Seize ans que Pianoteq existe et seize ans qu’il est le roi incontesté des pianos à modélisation, apportant toujours plus de réalisme dans son rendu, et toujours plus de possibilités aussi. La preuve avec cette version 8 qui s’aventure désormais sur le terrain de la guitare…
Comme une variante de la blague des éléphants et de la 2CV*, Pianoteq est ce petit miracle qui permet de faire tenir des dizaines de pianos acoustiques et électriques, des clavecins mais aussi des percussions chromatiques ou des harpes dans un logiciel qui pèse moins de 50 Mo sur le disque dur ! Comment est-ce possible ? C’est simple, en ne recourant à aucun sample comme la plupart des pianos virtuels concurrents, mais en basant tout sur une modélisation physique des instruments : un vrai travail de mathématicien qui n’est évidemment pas à la portée de tout le monde mais dont l’équipe de Modartt s’acquitte depuis seize ans maintenant avec une impressionnante maestria.
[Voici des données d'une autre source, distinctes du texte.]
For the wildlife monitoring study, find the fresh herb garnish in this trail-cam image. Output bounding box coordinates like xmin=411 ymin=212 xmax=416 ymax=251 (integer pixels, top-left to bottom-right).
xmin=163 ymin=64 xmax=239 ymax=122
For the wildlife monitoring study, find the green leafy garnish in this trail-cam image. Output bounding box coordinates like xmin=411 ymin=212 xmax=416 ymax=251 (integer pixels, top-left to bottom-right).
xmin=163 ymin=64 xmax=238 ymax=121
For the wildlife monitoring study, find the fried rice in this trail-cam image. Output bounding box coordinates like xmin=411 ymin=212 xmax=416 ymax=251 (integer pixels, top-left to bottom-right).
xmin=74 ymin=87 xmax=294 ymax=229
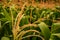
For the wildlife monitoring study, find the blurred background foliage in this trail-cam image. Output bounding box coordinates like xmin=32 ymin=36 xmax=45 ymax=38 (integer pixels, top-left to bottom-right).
xmin=0 ymin=0 xmax=60 ymax=40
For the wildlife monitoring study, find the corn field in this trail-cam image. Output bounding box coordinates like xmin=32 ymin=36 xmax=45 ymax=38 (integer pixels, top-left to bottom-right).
xmin=0 ymin=0 xmax=60 ymax=40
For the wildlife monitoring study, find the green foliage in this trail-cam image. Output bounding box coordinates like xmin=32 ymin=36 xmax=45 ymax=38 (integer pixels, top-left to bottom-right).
xmin=0 ymin=4 xmax=60 ymax=40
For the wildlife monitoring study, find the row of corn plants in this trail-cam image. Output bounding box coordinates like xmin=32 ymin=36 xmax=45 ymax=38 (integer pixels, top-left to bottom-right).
xmin=0 ymin=3 xmax=60 ymax=40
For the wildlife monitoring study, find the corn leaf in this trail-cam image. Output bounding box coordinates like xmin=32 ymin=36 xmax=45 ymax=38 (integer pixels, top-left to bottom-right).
xmin=38 ymin=22 xmax=50 ymax=40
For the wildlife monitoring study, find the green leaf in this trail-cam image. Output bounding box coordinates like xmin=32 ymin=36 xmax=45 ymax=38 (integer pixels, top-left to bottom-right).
xmin=1 ymin=37 xmax=10 ymax=40
xmin=52 ymin=33 xmax=60 ymax=38
xmin=38 ymin=22 xmax=50 ymax=40
xmin=51 ymin=23 xmax=60 ymax=33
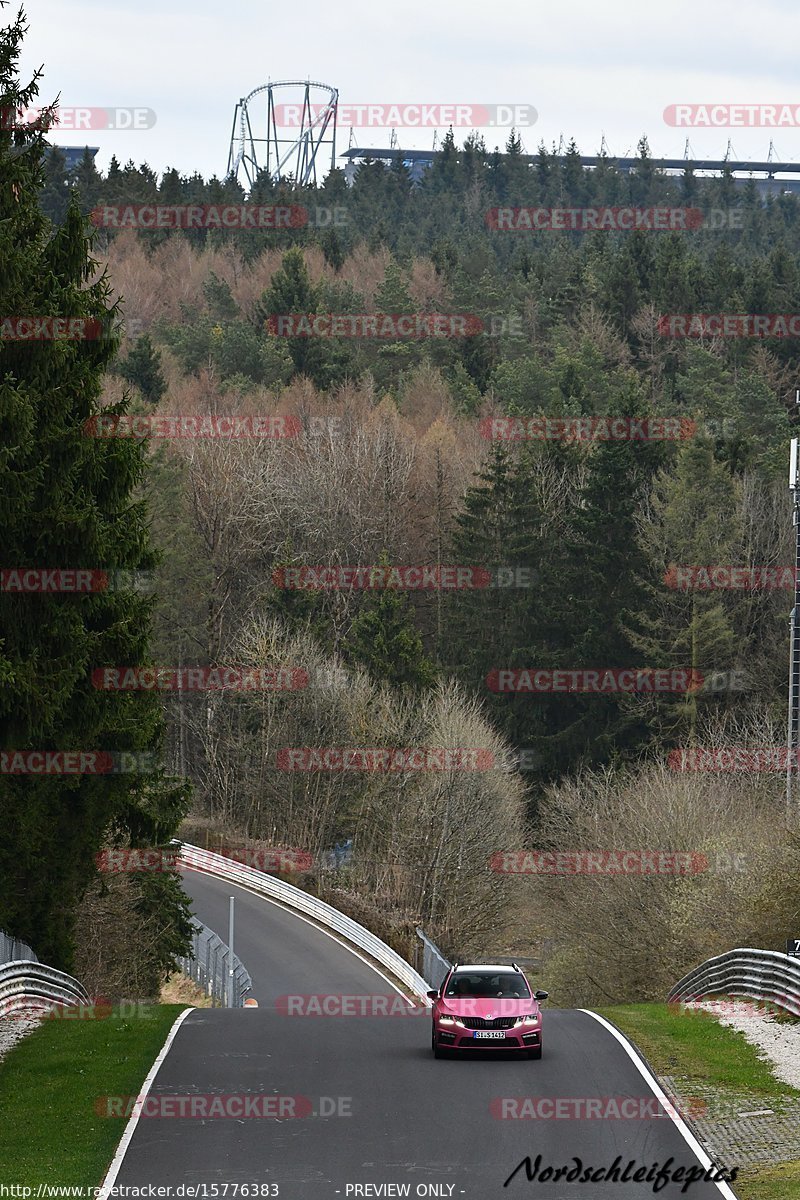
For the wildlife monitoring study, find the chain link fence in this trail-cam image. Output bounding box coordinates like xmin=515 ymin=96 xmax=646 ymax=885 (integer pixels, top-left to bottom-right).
xmin=416 ymin=925 xmax=452 ymax=988
xmin=175 ymin=920 xmax=253 ymax=1008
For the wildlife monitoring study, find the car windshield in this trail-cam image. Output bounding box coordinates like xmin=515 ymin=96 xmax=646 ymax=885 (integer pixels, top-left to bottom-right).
xmin=445 ymin=971 xmax=530 ymax=1000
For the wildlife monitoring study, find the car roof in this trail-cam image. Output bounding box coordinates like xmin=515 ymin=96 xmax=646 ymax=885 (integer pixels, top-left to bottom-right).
xmin=453 ymin=962 xmax=522 ymax=974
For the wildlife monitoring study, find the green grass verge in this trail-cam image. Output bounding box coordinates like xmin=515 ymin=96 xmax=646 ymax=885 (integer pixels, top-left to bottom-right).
xmin=596 ymin=1004 xmax=800 ymax=1097
xmin=734 ymin=1163 xmax=800 ymax=1200
xmin=596 ymin=1004 xmax=800 ymax=1200
xmin=0 ymin=1004 xmax=186 ymax=1187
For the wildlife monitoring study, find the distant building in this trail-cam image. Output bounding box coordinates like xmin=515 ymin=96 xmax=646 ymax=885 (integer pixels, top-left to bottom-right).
xmin=52 ymin=146 xmax=100 ymax=170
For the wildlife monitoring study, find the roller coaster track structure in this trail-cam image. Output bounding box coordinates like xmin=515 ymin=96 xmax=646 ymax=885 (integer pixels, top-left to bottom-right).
xmin=227 ymin=79 xmax=339 ymax=188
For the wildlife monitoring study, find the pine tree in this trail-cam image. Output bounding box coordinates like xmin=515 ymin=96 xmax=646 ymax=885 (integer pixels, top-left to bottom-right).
xmin=116 ymin=334 xmax=167 ymax=404
xmin=342 ymin=554 xmax=437 ymax=688
xmin=0 ymin=7 xmax=187 ymax=968
xmin=633 ymin=437 xmax=745 ymax=740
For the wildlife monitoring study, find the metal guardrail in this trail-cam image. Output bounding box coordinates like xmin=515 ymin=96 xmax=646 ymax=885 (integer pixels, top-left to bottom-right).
xmin=175 ymin=919 xmax=253 ymax=1008
xmin=416 ymin=925 xmax=452 ymax=989
xmin=0 ymin=959 xmax=91 ymax=1016
xmin=667 ymin=948 xmax=800 ymax=1016
xmin=172 ymin=840 xmax=429 ymax=1004
xmin=0 ymin=929 xmax=38 ymax=962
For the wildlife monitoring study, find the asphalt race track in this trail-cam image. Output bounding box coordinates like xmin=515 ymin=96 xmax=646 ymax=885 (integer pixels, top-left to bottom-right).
xmin=104 ymin=871 xmax=735 ymax=1200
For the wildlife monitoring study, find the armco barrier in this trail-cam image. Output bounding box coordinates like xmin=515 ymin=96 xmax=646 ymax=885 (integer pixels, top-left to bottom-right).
xmin=416 ymin=925 xmax=452 ymax=989
xmin=667 ymin=949 xmax=800 ymax=1016
xmin=0 ymin=959 xmax=91 ymax=1016
xmin=172 ymin=841 xmax=429 ymax=1004
xmin=175 ymin=918 xmax=253 ymax=1008
xmin=0 ymin=929 xmax=38 ymax=964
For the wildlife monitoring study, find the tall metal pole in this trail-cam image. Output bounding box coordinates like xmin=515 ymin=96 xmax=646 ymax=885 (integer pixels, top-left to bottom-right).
xmin=786 ymin=432 xmax=800 ymax=828
xmin=228 ymin=896 xmax=234 ymax=1008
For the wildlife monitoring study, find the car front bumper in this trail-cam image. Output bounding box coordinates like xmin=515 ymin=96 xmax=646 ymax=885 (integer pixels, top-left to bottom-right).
xmin=434 ymin=1026 xmax=542 ymax=1050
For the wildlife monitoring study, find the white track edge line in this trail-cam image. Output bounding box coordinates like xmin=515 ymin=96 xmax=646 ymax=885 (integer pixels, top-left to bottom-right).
xmin=578 ymin=1008 xmax=739 ymax=1200
xmin=97 ymin=1008 xmax=196 ymax=1200
xmin=184 ymin=864 xmax=433 ymax=1008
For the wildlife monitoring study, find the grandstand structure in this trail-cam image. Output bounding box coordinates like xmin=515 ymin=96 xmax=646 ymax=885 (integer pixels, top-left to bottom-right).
xmin=339 ymin=145 xmax=800 ymax=194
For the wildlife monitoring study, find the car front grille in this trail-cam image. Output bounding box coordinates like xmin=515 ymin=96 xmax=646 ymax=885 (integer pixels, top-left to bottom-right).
xmin=459 ymin=1016 xmax=517 ymax=1030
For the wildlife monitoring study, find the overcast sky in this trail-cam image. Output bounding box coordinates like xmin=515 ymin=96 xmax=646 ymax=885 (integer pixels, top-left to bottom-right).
xmin=20 ymin=0 xmax=800 ymax=178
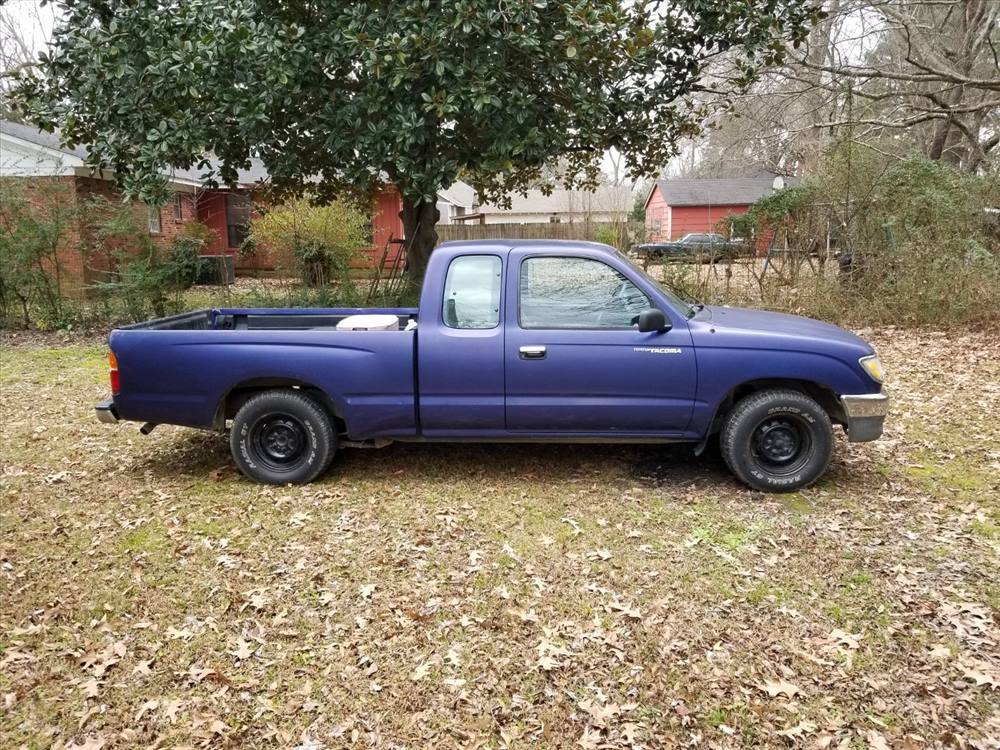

Il faut dire que du matheux, il y en a chez Modartt, à commencer par Philippe Guillaume, fondateur de la boîte et qui, après avoir été longtemps accordeur et réparateur de pianos, a repris le chemin de l’école pour décrocher un titre de docteur agrégé en mathématiques appliquées avant de devenir le directeur du département des mathématiques de l’INSA à Toulouse… Bref, s’il y a un Neo qui voit la Matrice quand vous plaquez un accord de Do, c’est bien lui, et ce n’est donc pas un hasard si Pianoteq rayonne aujourd’hui dans le petit monde des instruments virtuels, où quantité de pianistes le préfèrent aux grosses Berthas du sampling…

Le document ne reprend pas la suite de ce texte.